Kris: Don’t jump the gun. Wait for the company to make its offer. Then, if it isn’t the amount agreed to on the phone, you have a few options. First, remind the interviewer of your earlier conversation, and that you agreed to be interviewed based on that salary amount. If that doesn’t generate the right response, be prepared to justify the higher salary. Research salaries for your function, industry, location, degree and years of experience online. Show the interviewer that it’s a critical issue for you. At this point, you must also decide how you really feel. Would you take the job at the lower salary? Also decide if there are other amenities you can request that will make up the difference, such as a window office, a company car, business-class travel or a club membership. And no matter what amount you settle on, always request a six-month salary review. If you’ve produced by then, you may be rewarded with a larger paycheck.
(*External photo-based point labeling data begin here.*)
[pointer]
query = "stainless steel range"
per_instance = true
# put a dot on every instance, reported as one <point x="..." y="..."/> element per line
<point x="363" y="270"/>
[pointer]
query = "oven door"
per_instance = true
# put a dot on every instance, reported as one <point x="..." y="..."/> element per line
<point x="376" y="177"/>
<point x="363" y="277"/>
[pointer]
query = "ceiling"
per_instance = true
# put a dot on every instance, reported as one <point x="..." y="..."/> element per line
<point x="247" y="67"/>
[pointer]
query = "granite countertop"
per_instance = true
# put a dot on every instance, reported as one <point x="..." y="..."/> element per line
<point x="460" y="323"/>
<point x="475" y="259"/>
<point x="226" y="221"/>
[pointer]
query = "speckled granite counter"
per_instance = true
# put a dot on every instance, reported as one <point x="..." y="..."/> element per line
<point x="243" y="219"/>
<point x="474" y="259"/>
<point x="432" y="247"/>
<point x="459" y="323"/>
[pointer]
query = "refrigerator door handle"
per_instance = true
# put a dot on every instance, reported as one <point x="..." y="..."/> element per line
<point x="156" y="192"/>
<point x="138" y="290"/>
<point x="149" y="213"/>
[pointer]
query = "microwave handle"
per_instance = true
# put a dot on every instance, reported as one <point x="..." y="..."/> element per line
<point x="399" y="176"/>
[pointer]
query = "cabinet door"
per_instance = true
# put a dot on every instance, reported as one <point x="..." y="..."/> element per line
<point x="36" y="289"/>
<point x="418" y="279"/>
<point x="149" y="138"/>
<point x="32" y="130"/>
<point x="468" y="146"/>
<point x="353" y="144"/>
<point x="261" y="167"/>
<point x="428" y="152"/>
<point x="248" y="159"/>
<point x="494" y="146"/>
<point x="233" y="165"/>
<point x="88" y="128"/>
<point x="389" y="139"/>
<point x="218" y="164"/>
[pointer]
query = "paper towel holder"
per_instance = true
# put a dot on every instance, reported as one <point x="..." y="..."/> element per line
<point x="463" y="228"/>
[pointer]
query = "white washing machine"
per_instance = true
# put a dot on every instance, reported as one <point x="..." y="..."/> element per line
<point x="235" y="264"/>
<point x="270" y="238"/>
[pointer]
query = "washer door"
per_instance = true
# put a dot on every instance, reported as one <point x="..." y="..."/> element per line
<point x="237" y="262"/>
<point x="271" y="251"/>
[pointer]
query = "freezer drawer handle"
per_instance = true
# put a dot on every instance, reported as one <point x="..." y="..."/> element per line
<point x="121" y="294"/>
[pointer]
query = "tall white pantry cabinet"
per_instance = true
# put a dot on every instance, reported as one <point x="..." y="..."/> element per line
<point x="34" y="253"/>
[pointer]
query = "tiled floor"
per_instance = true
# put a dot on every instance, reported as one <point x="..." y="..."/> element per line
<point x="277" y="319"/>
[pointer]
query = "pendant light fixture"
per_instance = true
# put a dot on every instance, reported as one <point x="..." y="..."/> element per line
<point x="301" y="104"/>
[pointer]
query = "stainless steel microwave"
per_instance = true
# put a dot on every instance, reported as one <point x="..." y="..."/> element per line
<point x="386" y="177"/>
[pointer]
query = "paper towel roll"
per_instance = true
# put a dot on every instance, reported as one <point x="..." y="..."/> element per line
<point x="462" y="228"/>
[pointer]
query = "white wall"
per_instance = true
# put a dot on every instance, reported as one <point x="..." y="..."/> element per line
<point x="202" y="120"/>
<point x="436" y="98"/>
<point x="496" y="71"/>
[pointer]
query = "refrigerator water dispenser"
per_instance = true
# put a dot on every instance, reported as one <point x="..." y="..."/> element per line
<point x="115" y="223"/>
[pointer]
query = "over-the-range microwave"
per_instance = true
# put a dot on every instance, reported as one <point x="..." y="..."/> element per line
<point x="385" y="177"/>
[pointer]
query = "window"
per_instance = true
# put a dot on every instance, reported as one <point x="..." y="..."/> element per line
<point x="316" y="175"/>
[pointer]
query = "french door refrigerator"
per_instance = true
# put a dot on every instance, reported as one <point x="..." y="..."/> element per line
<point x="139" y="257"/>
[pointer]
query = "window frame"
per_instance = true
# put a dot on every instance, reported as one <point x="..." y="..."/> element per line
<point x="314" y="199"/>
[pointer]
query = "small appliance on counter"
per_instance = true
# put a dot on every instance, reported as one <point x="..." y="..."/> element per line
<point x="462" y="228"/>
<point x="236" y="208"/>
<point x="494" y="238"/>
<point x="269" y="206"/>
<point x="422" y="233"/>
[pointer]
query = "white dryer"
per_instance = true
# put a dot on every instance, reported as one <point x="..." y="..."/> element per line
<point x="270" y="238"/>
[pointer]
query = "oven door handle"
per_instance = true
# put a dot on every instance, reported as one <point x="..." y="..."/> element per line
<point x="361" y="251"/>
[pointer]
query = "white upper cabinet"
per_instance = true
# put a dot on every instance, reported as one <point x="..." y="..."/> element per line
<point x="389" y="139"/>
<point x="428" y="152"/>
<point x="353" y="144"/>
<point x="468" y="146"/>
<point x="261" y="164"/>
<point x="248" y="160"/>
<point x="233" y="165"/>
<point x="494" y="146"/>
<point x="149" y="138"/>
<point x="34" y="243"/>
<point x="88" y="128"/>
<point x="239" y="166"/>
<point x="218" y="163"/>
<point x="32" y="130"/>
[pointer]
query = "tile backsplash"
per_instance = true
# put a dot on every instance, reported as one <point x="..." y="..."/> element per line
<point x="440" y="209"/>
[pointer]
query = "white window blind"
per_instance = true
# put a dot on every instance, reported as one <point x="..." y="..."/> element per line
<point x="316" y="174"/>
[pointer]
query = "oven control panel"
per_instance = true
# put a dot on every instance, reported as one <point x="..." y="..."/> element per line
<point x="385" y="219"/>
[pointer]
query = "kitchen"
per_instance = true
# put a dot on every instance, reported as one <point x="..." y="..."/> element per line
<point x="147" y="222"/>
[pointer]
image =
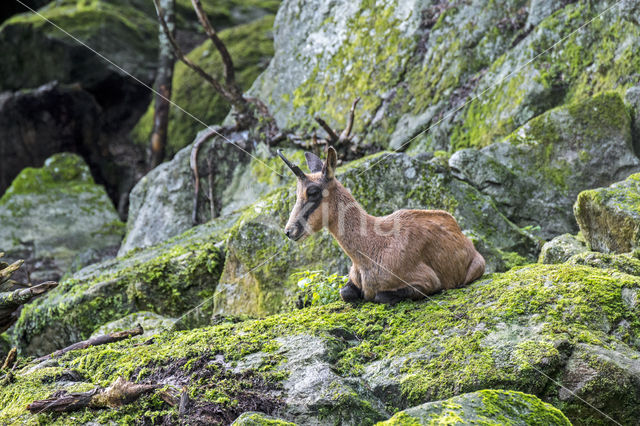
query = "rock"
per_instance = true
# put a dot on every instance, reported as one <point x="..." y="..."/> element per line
<point x="535" y="174"/>
<point x="151" y="323"/>
<point x="35" y="124"/>
<point x="260" y="259"/>
<point x="484" y="407"/>
<point x="170" y="280"/>
<point x="53" y="214"/>
<point x="118" y="30"/>
<point x="545" y="330"/>
<point x="609" y="218"/>
<point x="161" y="204"/>
<point x="251" y="48"/>
<point x="252" y="418"/>
<point x="626" y="263"/>
<point x="561" y="248"/>
<point x="463" y="72"/>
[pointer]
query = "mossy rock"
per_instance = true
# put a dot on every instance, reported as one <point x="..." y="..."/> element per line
<point x="443" y="76"/>
<point x="561" y="248"/>
<point x="251" y="48"/>
<point x="53" y="214"/>
<point x="534" y="329"/>
<point x="36" y="52"/>
<point x="489" y="407"/>
<point x="168" y="279"/>
<point x="260" y="260"/>
<point x="536" y="173"/>
<point x="609" y="218"/>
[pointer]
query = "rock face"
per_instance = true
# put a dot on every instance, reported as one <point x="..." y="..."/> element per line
<point x="250" y="46"/>
<point x="482" y="407"/>
<point x="260" y="259"/>
<point x="420" y="65"/>
<point x="162" y="201"/>
<point x="609" y="218"/>
<point x="561" y="248"/>
<point x="169" y="279"/>
<point x="535" y="174"/>
<point x="564" y="333"/>
<point x="53" y="214"/>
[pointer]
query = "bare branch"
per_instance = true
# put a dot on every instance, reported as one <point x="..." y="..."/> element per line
<point x="332" y="135"/>
<point x="182" y="57"/>
<point x="119" y="393"/>
<point x="95" y="341"/>
<point x="346" y="133"/>
<point x="229" y="70"/>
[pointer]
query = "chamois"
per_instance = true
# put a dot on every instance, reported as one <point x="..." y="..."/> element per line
<point x="408" y="254"/>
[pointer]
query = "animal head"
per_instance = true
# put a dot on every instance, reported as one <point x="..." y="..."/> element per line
<point x="314" y="194"/>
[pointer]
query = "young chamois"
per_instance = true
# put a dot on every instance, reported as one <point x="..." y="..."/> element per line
<point x="408" y="254"/>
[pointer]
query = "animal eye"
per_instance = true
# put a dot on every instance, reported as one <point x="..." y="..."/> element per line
<point x="313" y="191"/>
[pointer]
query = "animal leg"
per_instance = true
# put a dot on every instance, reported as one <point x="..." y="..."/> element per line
<point x="394" y="296"/>
<point x="476" y="269"/>
<point x="350" y="292"/>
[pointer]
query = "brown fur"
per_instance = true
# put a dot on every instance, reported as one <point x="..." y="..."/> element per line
<point x="424" y="250"/>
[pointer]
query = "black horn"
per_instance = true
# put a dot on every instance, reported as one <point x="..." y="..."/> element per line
<point x="295" y="169"/>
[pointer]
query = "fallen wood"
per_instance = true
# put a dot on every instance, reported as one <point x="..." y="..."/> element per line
<point x="95" y="341"/>
<point x="119" y="393"/>
<point x="10" y="359"/>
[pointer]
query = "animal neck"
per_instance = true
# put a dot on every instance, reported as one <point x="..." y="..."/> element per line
<point x="353" y="227"/>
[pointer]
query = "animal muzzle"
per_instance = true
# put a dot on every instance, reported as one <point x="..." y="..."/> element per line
<point x="295" y="231"/>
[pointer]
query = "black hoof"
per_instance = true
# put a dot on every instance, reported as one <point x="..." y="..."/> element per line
<point x="350" y="293"/>
<point x="393" y="297"/>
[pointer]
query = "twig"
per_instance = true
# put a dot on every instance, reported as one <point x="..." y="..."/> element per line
<point x="119" y="393"/>
<point x="193" y="162"/>
<point x="333" y="138"/>
<point x="229" y="70"/>
<point x="95" y="341"/>
<point x="10" y="359"/>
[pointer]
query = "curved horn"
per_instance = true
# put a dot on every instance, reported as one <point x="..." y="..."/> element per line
<point x="295" y="169"/>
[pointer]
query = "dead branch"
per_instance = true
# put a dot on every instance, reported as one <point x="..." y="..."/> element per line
<point x="119" y="393"/>
<point x="10" y="359"/>
<point x="229" y="69"/>
<point x="95" y="341"/>
<point x="193" y="162"/>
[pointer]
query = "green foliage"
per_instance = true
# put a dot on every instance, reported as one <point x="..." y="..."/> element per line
<point x="315" y="288"/>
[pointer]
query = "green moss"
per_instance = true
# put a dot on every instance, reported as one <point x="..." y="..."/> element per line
<point x="454" y="327"/>
<point x="251" y="48"/>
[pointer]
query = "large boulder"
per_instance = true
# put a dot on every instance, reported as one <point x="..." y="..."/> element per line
<point x="250" y="46"/>
<point x="169" y="279"/>
<point x="162" y="202"/>
<point x="260" y="259"/>
<point x="463" y="71"/>
<point x="567" y="334"/>
<point x="536" y="173"/>
<point x="54" y="214"/>
<point x="482" y="407"/>
<point x="609" y="218"/>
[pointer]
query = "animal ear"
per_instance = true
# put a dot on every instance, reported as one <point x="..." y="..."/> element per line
<point x="329" y="166"/>
<point x="314" y="163"/>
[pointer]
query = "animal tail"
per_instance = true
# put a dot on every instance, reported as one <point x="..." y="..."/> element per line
<point x="476" y="268"/>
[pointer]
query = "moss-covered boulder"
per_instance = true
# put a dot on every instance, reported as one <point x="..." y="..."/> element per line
<point x="482" y="407"/>
<point x="609" y="218"/>
<point x="536" y="173"/>
<point x="568" y="334"/>
<point x="260" y="259"/>
<point x="460" y="70"/>
<point x="250" y="46"/>
<point x="168" y="279"/>
<point x="162" y="202"/>
<point x="561" y="248"/>
<point x="53" y="214"/>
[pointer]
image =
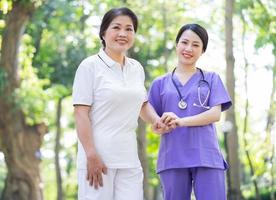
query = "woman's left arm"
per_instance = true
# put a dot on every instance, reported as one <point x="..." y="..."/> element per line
<point x="148" y="113"/>
<point x="204" y="118"/>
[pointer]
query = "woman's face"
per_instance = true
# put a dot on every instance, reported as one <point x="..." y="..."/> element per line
<point x="189" y="48"/>
<point x="119" y="36"/>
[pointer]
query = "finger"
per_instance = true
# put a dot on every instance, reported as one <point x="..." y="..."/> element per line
<point x="91" y="181"/>
<point x="100" y="179"/>
<point x="95" y="181"/>
<point x="164" y="116"/>
<point x="104" y="170"/>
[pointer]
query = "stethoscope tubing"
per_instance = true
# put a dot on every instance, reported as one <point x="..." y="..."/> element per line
<point x="202" y="104"/>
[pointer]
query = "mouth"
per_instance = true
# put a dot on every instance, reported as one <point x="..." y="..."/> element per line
<point x="122" y="41"/>
<point x="187" y="55"/>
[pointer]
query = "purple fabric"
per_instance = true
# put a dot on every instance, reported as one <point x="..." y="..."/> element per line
<point x="208" y="183"/>
<point x="189" y="146"/>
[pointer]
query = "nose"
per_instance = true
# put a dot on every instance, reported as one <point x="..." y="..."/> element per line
<point x="189" y="48"/>
<point x="122" y="33"/>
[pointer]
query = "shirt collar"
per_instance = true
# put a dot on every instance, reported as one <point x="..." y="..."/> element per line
<point x="106" y="59"/>
<point x="109" y="61"/>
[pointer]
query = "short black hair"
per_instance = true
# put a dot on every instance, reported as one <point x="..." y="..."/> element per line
<point x="113" y="13"/>
<point x="199" y="30"/>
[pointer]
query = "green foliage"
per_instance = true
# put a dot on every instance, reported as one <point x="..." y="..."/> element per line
<point x="5" y="6"/>
<point x="30" y="96"/>
<point x="3" y="80"/>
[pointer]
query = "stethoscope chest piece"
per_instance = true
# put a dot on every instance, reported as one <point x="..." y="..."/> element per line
<point x="182" y="104"/>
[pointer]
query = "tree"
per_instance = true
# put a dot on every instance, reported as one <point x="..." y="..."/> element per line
<point x="20" y="142"/>
<point x="231" y="138"/>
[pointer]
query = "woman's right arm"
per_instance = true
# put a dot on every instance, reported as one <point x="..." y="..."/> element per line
<point x="95" y="166"/>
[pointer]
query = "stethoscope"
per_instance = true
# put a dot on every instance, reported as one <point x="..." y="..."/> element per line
<point x="182" y="104"/>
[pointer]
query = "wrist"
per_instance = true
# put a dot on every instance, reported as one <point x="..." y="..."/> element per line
<point x="181" y="122"/>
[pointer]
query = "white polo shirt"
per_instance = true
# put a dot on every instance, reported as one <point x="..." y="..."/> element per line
<point x="116" y="97"/>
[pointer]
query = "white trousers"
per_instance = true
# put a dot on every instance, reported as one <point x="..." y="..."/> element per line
<point x="118" y="184"/>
Editor’s Note: I often receive questions about salary issues, but the most common salary concern is posed by the following two readers:

Question: I’m looking for your opinion on how to answer the interview question: “How much are you currently making?” I was earning a base salary of $46,000/year, plus a car and bonus, and I’m now looking to change industries. My research shows that I should be making closer to $75,000. How do I justify this increase in interviews?
— Steven, Robbinsville, N.J.

Question: I have a master’s degree and 11 years of experience, nine in my current job as communications director of a social-service agency. I’m trying to shift out of the nonprofit sector into the corporate world by de-nonprofitizing (my word) my resume. In interviews, I’m inevitably asked my current salary. It’s low because I’m with a nonprofit, which is one of the reasons I’m changing. Any suggestions on how to handle this question?
— Rhonda, Concord, N.H.

Steven & Rhonda: When discussing salary in interviews, try to adopt the old negotiating strategy of never being the first to mention a specific dollar amount. When asked what you earn now or are seeking, respond that salary isn’t nearly as important to you as a good job match, then ask another question about the position (to change the subject). Many interviewers will then throw out an amount for your reaction, and you should respond by following the advice below. If the interviewer asks you again to cite an amount, ask what the salary range is for the position. If given an answer, cite the top of the range as an acceptable starting salary (if it is), then ask for a six-month salary review once you’ve established yourself in the job.

If the interviewer doesn’t provide a range and presses you for a dollar amount, have a number in mind based on your research of the job’s industry and function. Find salary tables, such as those in our Salaries & Profiles section, and verify the number if possible with executive recruiters in your field. At least then you won’t be operating at a disadvantage. If your research still isn’t fruitful, determine a salary level you can live with given your financial circumstances and past earnings history.

A word of warning: Never lie about your current earnings. An increasing number of companies will ask to see a copy of your W2 statement or a pay stub to verify the amount you claim. A lie here will quickly eliminate you from consideration.